This isn't just a leadership tool, it's a basic personal development cornerstone. Without it, you are completely handicapped. With it, you can capitalize on your strengths and mitigate your weaknesses. However, it is time-intensive and must be purposefully engaged; therefore, it is often neglected.
Let's face it, unless you have an unbelievably amazing staff or you're a lazy leader, there is very little free time at the top. There is always more to do. The corner office might have a great view, but it likely doesn't get appreciated by the frenzied executive who spends the majority of their waking hours in that space.
My first three years as a leader are a blur. The pace was grueling and exciting. When I left my job, life went from 100 mph to 0. It was only then that I began to truly reflect on my experiences in leadership, the lessons I learned the hard way, and the larger impact I could have had if I just stepped away for a few minutes to refine my approach.
It's difficult to make time to do nothing when there is so much to do.
Productive reflection truly requires the absence of productivity. It's about time and space to simply absorb, digest, and consider our experiences.

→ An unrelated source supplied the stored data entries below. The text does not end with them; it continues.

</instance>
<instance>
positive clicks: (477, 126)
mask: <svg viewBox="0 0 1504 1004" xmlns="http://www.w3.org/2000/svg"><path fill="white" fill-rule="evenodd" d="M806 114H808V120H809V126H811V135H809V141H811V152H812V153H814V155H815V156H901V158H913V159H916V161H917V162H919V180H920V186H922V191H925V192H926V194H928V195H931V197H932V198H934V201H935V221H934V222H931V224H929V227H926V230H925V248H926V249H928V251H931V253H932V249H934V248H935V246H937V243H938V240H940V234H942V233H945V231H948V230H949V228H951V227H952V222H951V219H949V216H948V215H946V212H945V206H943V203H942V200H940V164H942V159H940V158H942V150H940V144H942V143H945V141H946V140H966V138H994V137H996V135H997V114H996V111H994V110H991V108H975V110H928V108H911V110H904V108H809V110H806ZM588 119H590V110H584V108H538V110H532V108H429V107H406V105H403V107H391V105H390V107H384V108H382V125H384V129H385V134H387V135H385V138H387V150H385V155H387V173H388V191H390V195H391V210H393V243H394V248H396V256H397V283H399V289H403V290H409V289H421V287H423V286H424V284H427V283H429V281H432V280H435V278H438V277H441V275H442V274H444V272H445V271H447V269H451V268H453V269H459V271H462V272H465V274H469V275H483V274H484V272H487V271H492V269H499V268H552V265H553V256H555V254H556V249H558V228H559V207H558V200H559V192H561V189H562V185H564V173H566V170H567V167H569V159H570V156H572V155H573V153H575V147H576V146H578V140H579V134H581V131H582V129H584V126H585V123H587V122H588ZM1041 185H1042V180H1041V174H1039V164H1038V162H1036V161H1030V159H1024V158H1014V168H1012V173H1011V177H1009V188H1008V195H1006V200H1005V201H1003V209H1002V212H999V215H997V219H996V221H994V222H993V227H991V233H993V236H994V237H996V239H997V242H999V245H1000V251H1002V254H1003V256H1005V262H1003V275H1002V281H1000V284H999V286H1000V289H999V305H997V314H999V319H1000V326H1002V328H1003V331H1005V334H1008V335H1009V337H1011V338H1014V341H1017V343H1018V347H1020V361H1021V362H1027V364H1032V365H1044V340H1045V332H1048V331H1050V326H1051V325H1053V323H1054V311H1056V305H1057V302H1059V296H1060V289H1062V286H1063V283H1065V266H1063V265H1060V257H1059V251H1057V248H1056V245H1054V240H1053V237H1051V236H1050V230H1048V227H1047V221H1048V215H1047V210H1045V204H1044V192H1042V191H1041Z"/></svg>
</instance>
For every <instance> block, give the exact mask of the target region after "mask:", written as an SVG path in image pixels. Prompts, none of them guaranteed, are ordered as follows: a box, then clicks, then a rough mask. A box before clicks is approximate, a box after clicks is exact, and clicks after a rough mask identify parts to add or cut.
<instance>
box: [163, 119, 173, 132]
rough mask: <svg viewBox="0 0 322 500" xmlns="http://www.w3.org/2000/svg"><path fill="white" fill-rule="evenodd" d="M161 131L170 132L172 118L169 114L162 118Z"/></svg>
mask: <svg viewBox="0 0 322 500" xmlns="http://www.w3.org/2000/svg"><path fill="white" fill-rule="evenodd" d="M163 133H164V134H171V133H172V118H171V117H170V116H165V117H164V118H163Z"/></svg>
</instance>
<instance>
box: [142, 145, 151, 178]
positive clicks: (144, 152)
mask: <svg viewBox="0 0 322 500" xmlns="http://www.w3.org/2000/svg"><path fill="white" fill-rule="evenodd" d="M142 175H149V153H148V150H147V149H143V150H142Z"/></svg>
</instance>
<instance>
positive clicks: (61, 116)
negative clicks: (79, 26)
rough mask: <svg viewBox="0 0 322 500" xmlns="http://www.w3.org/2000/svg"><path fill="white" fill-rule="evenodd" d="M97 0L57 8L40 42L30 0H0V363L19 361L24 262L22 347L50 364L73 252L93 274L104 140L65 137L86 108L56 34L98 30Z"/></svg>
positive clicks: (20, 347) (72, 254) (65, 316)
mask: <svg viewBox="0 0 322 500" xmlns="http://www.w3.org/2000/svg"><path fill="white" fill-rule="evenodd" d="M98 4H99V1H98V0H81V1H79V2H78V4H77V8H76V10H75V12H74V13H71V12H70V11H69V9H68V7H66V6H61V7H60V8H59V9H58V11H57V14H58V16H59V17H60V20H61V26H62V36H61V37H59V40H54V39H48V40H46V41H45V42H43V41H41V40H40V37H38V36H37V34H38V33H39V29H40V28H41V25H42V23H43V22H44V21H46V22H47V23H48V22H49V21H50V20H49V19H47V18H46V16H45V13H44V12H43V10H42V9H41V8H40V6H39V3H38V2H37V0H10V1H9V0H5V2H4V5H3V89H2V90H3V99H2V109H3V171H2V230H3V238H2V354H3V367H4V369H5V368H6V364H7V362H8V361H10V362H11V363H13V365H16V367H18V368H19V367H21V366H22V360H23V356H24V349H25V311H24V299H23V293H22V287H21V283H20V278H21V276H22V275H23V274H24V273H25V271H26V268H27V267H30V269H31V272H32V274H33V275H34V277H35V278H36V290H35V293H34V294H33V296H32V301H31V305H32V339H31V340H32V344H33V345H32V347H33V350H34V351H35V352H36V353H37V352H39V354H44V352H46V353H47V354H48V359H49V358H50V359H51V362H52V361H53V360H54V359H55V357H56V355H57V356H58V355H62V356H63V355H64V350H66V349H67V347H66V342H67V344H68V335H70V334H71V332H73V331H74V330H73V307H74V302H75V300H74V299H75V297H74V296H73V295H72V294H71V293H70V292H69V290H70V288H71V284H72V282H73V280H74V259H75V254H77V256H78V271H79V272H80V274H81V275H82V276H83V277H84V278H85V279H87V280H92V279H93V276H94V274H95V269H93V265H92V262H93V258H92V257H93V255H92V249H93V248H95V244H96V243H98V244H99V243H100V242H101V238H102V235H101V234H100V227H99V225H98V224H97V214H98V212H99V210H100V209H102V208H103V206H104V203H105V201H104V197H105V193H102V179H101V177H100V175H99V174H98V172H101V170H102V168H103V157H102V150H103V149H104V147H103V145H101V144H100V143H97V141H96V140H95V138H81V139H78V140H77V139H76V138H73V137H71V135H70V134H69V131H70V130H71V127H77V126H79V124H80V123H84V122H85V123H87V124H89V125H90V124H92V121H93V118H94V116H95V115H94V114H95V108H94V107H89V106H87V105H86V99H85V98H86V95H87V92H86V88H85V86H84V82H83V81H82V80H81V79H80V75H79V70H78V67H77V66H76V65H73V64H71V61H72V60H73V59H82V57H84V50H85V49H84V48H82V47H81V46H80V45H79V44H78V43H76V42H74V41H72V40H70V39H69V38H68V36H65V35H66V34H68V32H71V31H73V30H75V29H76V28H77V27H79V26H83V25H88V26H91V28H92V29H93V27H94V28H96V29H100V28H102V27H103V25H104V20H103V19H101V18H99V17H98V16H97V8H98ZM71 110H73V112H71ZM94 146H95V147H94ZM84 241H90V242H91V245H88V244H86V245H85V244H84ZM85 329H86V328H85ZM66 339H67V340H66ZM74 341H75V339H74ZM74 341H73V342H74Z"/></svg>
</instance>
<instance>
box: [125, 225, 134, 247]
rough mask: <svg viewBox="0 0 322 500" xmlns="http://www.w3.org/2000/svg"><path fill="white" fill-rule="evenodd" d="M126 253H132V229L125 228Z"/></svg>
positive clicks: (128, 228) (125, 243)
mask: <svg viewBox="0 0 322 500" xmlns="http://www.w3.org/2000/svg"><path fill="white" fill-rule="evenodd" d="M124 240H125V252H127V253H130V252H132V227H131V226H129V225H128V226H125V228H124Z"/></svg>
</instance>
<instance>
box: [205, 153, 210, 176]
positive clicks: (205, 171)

Given the right environment, both mentally and physically, reflection leads to clarity and creativity. We gain a broader understanding of what we are doing and how we are doing it. Most importantly, we become acutely aware of our internal barriers to success and this insight can drive breakthrough change.
One of my brilliant clients reminded me of the classic tool, the Johari Window:
We get moving so quickly as leaders that we often shutter all but the known, public self. We don't make the time and space for reflecting on who we are as a person and as a leader.
Much of what we hide from public view can and should be integrated back in, producing a whole and genuine person that others can trust and follow.
Much of what we are currently blind to is readily accessible if we take the time to consider how others interact with us, how we respond to stress, and how our stakeholders view our actions.
This level of perspective is game changing.
Imagine the value of consistently engaging in your own proactive 360 degree assessment; refining your ability to observe and apply the feedback that others are constantly providing you about your personal strengths, weaknesses, opportunities, and threats.
You may have moved into leadership because you're goal-oriented and driven, but you won't succeed as a leader if you continue to apply yourself solely to production without the aid of adequate reflection.
This goes for most challenges, including marriage, parenting, friendship, or starting a business.
By three methods we may learn wisdom: First, by reflection, which is noblest; Second, by imitation, which is easiest; and third by experience, which is the bitterest." - Confucius
Take 15 minutes today, away from work and email and people, and allow yourself to put the pieces of the puzzle together in order to connect with the bigger picture.